Groups
Phonex allows defining groups by placing any subpattern between the parenthesis - (
and )
- metacharacters.
Some reasons to use groups:
Repeating subpatterns
Extract information for furthur processing
Exclude part of the pattern from the final match
Denote different possible subpatterns
Capture Group
Capture groups are used to extract portions of matches for furthur processing. In Phon this is often used to create a new column in query result listings containing the data matched by the group subpattern.
For example, say you were searching for any CV pattern (e.g., \c\v
) but you wanted the consonant and vowel
in their own separate columns in a Phon query report. You would place each phone matcher into a group using parenthesis.

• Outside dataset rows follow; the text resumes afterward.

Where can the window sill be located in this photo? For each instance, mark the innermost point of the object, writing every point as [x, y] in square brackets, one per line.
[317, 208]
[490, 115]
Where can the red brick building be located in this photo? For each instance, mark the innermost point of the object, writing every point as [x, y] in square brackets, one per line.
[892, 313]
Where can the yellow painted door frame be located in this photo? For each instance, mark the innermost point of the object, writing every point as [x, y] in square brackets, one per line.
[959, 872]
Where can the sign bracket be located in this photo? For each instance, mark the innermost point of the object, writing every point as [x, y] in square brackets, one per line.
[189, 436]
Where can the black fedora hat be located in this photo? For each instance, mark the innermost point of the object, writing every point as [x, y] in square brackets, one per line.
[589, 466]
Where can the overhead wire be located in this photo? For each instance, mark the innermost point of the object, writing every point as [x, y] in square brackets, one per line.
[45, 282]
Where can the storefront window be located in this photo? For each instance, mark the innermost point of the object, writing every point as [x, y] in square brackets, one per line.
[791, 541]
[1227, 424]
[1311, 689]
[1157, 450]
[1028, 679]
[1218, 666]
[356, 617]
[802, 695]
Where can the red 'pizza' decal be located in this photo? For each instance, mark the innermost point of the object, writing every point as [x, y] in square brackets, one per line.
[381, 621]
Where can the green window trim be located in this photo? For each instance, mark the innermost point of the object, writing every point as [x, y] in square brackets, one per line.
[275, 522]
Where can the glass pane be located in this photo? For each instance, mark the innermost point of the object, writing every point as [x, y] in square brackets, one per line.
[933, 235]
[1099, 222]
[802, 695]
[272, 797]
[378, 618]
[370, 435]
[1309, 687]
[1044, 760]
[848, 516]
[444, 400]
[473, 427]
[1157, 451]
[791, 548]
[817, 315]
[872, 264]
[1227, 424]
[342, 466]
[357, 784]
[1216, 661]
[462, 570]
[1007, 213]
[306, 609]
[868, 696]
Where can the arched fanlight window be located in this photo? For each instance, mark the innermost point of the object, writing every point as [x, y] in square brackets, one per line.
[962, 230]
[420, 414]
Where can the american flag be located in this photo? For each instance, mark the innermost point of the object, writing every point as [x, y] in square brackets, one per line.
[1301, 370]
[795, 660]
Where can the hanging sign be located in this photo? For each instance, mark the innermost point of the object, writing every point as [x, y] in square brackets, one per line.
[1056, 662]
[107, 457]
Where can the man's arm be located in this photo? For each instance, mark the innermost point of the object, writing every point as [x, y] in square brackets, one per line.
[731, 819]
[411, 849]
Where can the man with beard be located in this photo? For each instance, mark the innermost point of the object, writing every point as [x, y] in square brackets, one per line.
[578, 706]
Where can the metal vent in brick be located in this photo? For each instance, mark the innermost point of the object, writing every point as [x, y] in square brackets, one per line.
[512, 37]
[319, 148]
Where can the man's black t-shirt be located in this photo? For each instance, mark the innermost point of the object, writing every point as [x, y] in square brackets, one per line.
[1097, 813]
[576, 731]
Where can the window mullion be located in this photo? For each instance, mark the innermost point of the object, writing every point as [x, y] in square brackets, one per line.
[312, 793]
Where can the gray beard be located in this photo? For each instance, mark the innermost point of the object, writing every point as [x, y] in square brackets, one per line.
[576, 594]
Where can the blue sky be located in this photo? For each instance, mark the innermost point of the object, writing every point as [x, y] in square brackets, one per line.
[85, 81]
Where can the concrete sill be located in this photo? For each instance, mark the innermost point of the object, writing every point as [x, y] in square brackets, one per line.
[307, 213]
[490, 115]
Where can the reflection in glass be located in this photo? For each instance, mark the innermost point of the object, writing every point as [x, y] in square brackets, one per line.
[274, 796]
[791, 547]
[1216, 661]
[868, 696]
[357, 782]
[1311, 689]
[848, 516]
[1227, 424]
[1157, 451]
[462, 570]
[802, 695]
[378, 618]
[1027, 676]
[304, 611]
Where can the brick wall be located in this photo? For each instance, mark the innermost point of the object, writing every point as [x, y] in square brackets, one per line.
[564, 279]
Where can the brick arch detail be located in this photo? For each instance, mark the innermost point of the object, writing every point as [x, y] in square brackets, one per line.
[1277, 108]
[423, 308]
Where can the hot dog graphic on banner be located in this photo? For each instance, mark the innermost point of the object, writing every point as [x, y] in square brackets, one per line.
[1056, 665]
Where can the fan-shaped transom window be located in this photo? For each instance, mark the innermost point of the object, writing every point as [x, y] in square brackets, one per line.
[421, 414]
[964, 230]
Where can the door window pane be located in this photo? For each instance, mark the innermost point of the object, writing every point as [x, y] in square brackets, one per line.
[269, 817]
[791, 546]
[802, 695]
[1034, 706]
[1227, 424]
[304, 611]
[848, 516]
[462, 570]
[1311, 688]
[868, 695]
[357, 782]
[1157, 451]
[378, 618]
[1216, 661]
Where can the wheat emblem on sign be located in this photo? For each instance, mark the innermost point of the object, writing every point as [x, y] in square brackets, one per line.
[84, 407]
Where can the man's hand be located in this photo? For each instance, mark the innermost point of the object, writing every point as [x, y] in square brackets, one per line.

(It's also required to 'name' the group in this situation, see 'Group Names' below.)
E.g.
(\c)(\v)
Capture groups may be quantified. The following expression will match a consonant followed by a vowel repeatedly:
(\c\v)+
Lookahead and Lookbehind Groups
Lookahead and lookbehind groups allow matching subpatterns around a pattern without including
the content matched by the lookahead or lookbehind group. These groups are considered to be
zero-width assertions (i.e., the length of matched content is zero) like the start-of-input ^
and end-of-input $
boundary matchers.
Lookahead patterns are contained within parenthesis like regular groups with the special prefix ?>
.
An example of using a lookahead group would be to search for all consonants \c
which
are followed by a high vowel {v, high}
.
\c(?>{v, high})
Lookbehind patterns are specified by the group prefix ?<
. They behave in the same manner as
lookahead groups, but look backwards in the input rather than forwards. An example would be to search
for all vowels \v
which are preceeded by a b
.
(?<b)\v
Lookahead and lookbehind groups can be used together in the same pattern.
Conditional Groups
Conditional groups allow for choices within patterns. To specify choices, subpatterns in a group
are spearated by the logical-or (or pipe) |
metacharacter. The following example will match
the sequence bab
as well as dib
.
(ba|di)b
Conditional groups may be quantified.
Group Numbers
Groups in a phonex pattern are numbered left to right. Each open parenthesis (
metacharacter will increment the group index by 1 unless
the group is 'non-capturing' such as for lookbehind and lookahead groups. The following example pattern has two groups,
the first group includes both the consonant \c
and vowel \v
matchers; the second group includes only the
vowel \v
matcher:
(\c(\v))
The next example also has two groups as the lookbehind group is not included in group indexing:
(?<^\s)(\c(\v))
Phonex includes syntax to exclude a group from indexing (the group's content will not be stored.) These groups are
called non-capturing or organizational groups. To exclude a group from indexing the group content must start with ?=
.
The following phonex pattern has two capturing groups: group 1 includes a syllable boundary \S
, consonant \c
, and
vowel \v
matcher; group 2 includes just the vowel \v
matcher. There is one non-capturing group
containing the consonant \c
matcher.
(\S(?=\c)(\v))
Note that while the consonant is considered part of a non-capturing group it will still be included in the enclosing group's matched data.
Group Names
Capturing groups may also be named. To name a group the group content should start with the desired group name followed by an
equals =
metacharacter. The group name must start with a letter and consist of only letters, numbers, and
underscore _
. The following expression has two named groups; the first group name is 'onset'
and will match a consonant in the onset position \c:O
; the second group name is 'nucleus'
and will match a vowel in the nucleus position \v:N
.
(onset=\c:O)(nucleus=\v:N)
When used in Phon queries named groups will be added to result listings in a new column with a title
matching the phonex group name. The group name X
is reserved in Phon queries to mark
the portion of the phonex pattern to be used as the query result.
Back References
Back references are used to match a subpattern previously matched by a capture group. Back references can be specified
using either the group number or group name. For a numbered back reference enter a backslash \
metacharacter followed by the group number. The following pattern will match a consonant, store the value of the
matched consonant in group number 1, and then match the value of group 1 again (i.e., it will match repeated consonants.)
(\c)\1
To use a named group reference enter a backslash \
metacharacter followed by the group name enclosed in braces - {
and }
.
The following pattern will match a consonant, store the value of the matched consonant in a group named C1
, and then match
the sequence stored in group C1
.
(C1=\c)\{C1}
Group names are case sensitive, so in the above example \{c1}
would result in an error as there is no group named c1
with a lower-case C.
Another caveat is that the \{C1}
back reference will not match syllable position information (e.g., :O
) or other supplementary matchers specified
in the capture group. Quantifiers may be applied to back references but supplementary matchers are not allowed.